Política

PSD leva ao STF pedido de eleições diretas no Rio após renúncia de Castro

Partido acusa ex-governador de fraude eleitoral e cita precedente do Tocantins para defender voto popular
STF julga pedido de eleições diretas Rio de Janeiro na crise de Cláudio Castro

O PSD protocolou nesta semana uma nova ação no Supremo Tribunal Federal pedindo a suspensão do entendimento do TSE que autoriza eleição indireta no Rio de Janeiro para escolher o sucessor de Cláudio Castro.

O relator é o ministro Cristiano Zanin, que já havia votado pela realização de eleições diretas em julgamento anterior sobre as regras do pleito fluminense.

Castro (PL) renunciou ao cargo em 23 de março, durante julgamento no TSE sobre sua inelegibilidade. Com a ausência de vice-governador e após a cassação do então presidente da Alerj, Rodrigo Bacellar, o desembargador Ricardo Couto assumiu o governo interinamente.

Fraude à democracia, segundo o PSD

Na petição ao STF, o partido afirma que a renúncia de Cláudio Castro foi uma “manobra” para escapar da punição de perda de mandato e fraudar a aplicação do Código Eleitoral.
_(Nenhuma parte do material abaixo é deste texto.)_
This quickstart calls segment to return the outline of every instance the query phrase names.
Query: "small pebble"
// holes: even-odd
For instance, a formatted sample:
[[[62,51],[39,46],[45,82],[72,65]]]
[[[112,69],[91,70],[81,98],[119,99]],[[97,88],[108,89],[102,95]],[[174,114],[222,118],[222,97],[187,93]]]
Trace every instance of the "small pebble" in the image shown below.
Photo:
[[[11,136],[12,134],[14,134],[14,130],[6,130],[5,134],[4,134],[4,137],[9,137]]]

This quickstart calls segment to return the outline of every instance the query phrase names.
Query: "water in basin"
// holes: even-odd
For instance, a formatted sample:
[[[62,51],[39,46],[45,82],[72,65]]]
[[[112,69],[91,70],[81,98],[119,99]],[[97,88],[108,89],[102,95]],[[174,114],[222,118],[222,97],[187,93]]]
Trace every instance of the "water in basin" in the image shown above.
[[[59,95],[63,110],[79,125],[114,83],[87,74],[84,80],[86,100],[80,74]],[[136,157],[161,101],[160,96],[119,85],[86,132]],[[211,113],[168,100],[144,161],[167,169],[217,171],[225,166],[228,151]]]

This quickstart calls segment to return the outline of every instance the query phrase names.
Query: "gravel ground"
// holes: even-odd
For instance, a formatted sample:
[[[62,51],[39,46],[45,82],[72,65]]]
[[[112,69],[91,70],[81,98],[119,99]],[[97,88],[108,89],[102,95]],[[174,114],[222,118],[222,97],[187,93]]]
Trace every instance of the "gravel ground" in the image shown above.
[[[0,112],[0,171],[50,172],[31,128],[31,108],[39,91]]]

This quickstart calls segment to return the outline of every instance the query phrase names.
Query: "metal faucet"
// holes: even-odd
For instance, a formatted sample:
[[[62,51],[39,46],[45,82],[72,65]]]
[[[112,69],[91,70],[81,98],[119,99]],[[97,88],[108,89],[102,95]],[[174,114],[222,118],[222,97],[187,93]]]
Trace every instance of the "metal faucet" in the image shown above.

A sigla sustenta que o gesto configurou “burla à autoridade do TSE” e atentou contra o regime democrático e a soberania popular.

O pedido inclui a expedição de ofício ao governador interino para que eleições diretas sejam realizadas imediatamente.

O argumento do precedente

O PSD destacou que o TSE adotou soluções opostas em casos semelhantes. Em 2018, com a vacância no governo do Tocantins a menos de seis meses das eleições gerais, o tribunal aplicou o artigo 224 do Código Eleitoral e determinou eleições diretas. Para o Rio de Janeiro, segundo o partido, a mesma norma foi afastada em favor da Constituição Estadual, que prevê eleição indireta pela Assembleia Legislativa.

“O TSE adotou soluções diametralmente opostas”, afirma o partido no documento, argumentando que a isonomia entre os casos exige a mesma solução jurídica. O TSE havia confirmado dois dias antes a eleição indireta por meio da retificação de sua própria certidão — decisão que o PSD agora contesta diretamente no STF.

Zanin e outros quatro ministros já sinalizaram posição favorável às diretas. Foi durante o julgamento virtual sobre as regras do pleito indireto que o ministro e outros quatro colegas se posicionaram a favor de eleições diretas — base sobre a qual o PSD construiu sua nova ação.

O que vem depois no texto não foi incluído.